29/01/2024
I met my wife over the phone in March 2021. We spoke for hours that night, and a week after, I told her that I liked her and would want to pursue marriage. We started dating in June, I proposed on our one year dating anniversary, and got married in January of 2023( 6 months later).
When a man is ready, he moves intentionally.
Nothing stops a man who’s ready! He communicates with clarity and intentionality. A husband is never comfortable being a boyfriend for long. He wants to move mountains to stamp matrimonial status on your relationship with him. There’s a lot of women who are trapped in directionless relationships with indecisive men who don’t hint about their marital intentions. It’s a red flag for me when a man dates a woman without CLEARLY mentioning his intention for marriage.
It’s either he doesn’t like you enough or he’s considering someone else, or he’s just not ready. When a man meets his wife, something changes about his priorities — he halts many other things to fulfill marrying her. His heart draws him to permanently keeping her. I understand men’s thoroughness to vet their prospective partners to ensure compatibility, but we often omit the conviction that if a man is sure about you, he’ll fearlessly make that move, even with uncertainties. If I may say, too much vetting is killing our dating culture.
People do talking stages 2 years just because they don’t want to rush. Please, I consider this stupid. It’s stupid to me that in 2 years, you are unaware of your standing with your love interest. Self inflicted pain! It gets even more complicated when women give the men s*x in these needlessly long and undefined relationships, or even worse, cohabit with them. Asides religious reasons, culturally, premarital s*x and cohabitation, favors men more. Unfair reality, especially in Africa.
It saddens me when women fight my conservative stance on cohabitation because men love free things! If he can’t pay the price of properly marrying you, stay in your house. Why give what should motivate a man to marry you for free? Not to veer off from my primary subject. When a man is ready to marry, he moves like the wind; fast and certain. His conviction is bigger than his love interest, such that if she says NO, he’d mostly still find another wife not too long after.
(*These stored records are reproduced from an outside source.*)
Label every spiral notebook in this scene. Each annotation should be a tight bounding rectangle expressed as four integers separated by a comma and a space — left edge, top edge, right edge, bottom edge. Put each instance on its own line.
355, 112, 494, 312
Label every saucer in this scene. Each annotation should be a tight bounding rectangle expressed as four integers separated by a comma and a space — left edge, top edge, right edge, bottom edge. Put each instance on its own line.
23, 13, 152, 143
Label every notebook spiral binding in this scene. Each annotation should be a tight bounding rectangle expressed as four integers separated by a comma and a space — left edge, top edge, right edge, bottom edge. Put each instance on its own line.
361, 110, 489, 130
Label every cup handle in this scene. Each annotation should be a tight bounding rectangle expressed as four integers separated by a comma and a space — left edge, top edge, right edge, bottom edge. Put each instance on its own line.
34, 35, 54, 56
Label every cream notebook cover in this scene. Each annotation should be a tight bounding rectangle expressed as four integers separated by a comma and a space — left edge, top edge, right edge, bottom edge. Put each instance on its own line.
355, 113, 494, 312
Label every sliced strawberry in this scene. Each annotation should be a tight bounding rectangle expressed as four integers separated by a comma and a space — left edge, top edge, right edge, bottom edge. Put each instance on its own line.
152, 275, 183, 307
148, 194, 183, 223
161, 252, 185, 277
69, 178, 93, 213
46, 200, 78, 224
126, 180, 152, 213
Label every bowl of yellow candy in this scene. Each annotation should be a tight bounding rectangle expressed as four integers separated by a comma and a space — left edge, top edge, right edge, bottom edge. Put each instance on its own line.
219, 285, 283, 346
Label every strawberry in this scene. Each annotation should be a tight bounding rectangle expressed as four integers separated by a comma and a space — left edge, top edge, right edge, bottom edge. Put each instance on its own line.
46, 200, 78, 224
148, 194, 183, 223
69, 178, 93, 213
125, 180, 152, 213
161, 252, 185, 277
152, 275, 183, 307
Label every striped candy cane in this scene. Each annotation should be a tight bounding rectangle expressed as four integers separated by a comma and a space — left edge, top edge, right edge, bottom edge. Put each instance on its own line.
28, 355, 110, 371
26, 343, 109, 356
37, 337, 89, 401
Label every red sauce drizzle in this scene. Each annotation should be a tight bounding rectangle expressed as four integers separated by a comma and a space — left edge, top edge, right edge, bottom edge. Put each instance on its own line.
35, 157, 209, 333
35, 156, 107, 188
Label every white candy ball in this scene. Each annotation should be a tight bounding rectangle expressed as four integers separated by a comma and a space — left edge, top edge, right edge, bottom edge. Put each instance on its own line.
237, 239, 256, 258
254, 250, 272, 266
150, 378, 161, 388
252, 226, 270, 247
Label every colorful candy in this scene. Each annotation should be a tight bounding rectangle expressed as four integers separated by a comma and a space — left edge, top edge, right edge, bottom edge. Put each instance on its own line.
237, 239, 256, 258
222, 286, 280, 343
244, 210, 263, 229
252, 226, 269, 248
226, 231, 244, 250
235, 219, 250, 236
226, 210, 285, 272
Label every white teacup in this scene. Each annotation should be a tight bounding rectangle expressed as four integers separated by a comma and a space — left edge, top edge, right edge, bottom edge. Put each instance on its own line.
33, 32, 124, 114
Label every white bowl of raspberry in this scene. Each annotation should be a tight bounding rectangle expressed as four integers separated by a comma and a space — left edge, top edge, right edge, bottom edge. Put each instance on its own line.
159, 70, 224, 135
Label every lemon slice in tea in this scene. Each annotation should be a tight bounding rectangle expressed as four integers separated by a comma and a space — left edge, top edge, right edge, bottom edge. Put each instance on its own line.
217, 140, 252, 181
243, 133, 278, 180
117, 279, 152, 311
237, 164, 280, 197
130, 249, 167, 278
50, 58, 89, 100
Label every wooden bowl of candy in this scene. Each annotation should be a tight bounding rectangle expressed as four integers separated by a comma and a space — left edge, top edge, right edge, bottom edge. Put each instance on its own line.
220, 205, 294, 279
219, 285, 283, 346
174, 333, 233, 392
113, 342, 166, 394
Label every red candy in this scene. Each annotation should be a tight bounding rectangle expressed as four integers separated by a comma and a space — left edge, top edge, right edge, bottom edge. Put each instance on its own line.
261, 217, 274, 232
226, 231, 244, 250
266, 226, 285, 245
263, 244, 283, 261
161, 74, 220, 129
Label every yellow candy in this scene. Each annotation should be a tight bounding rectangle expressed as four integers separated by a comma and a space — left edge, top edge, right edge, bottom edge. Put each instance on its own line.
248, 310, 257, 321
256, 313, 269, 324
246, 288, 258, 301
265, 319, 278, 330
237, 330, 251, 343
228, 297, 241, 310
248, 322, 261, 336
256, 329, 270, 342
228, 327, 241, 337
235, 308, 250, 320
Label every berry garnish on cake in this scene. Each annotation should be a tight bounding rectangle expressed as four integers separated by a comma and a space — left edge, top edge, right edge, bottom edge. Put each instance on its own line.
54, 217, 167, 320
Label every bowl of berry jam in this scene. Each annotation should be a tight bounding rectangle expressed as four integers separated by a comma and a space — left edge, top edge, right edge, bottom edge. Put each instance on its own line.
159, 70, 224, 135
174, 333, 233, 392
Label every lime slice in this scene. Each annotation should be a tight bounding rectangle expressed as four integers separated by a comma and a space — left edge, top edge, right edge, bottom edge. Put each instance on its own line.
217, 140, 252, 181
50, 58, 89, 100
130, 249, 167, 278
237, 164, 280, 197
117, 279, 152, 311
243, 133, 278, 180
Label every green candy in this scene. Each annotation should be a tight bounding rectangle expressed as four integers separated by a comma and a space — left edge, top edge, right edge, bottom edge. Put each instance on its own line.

I don’t intend to use my courting story as a standard, there are many outliers, but adopt the concept to your peculiar relationship. Three months into being with my now wife, I had spoken to her family, she had spoken to mine, and I spoke with her pastor too. The desire for marriage is beautiful, but some women are single because of their desperation. Men see through your desperation, and offer you inequitable bargains like cohabitation, long talking stages, long unserious dating relationships. It’s also sad that many women find it boring when men state their marriage intentions, upfront. They say “it’s too serious, don’t mention marriage; let’s talk as friends…” While friendship is important, I think it’s been overrated before marriage.
You can build friendship in marriage. Shockingly, what you share with your partner before marriage can never be enough to sustain your marriage. Marriage is not friendship, but friendship is a fraction of marriage. This might be controversial, but valid. I’d really understand if it’s two teenagers involved, but a woman in her late twenties enabling men to waste her time is unwise. You’re 29, and in a 2 year old situationship. With another man, you could have been 29, and happily married with one child.
It’s almost a taboo to mention time factor in regard to marriage, but it’s important. You’re too old to be entertaining unreasonable men for long! It’s not desperation; it’s intentionality. You’re too old to be having ‘fun’. Reckless premarital fun is not favorable to women. A player(male) can wake up and marry in a month, but a played woman could hurt for two years. It’s not a fair play. Women, protect yourselves. Wear the wisdom of God. Above all, pray for discernment.
I could address men, but it’s better to address the party(potential victims) with less cultural power to initiate marriage. The dating scene has changed so much. Equip yourself with godly discernment. Stay smart and shun wokeism. You’re getting old.
I’m not demonizing long dating relationships, but critically ensure that there are STRONG evidence of intending marital commitment. No matter how long you date, dating is dating, and marriage is marriage, and there is a security only marriage provides.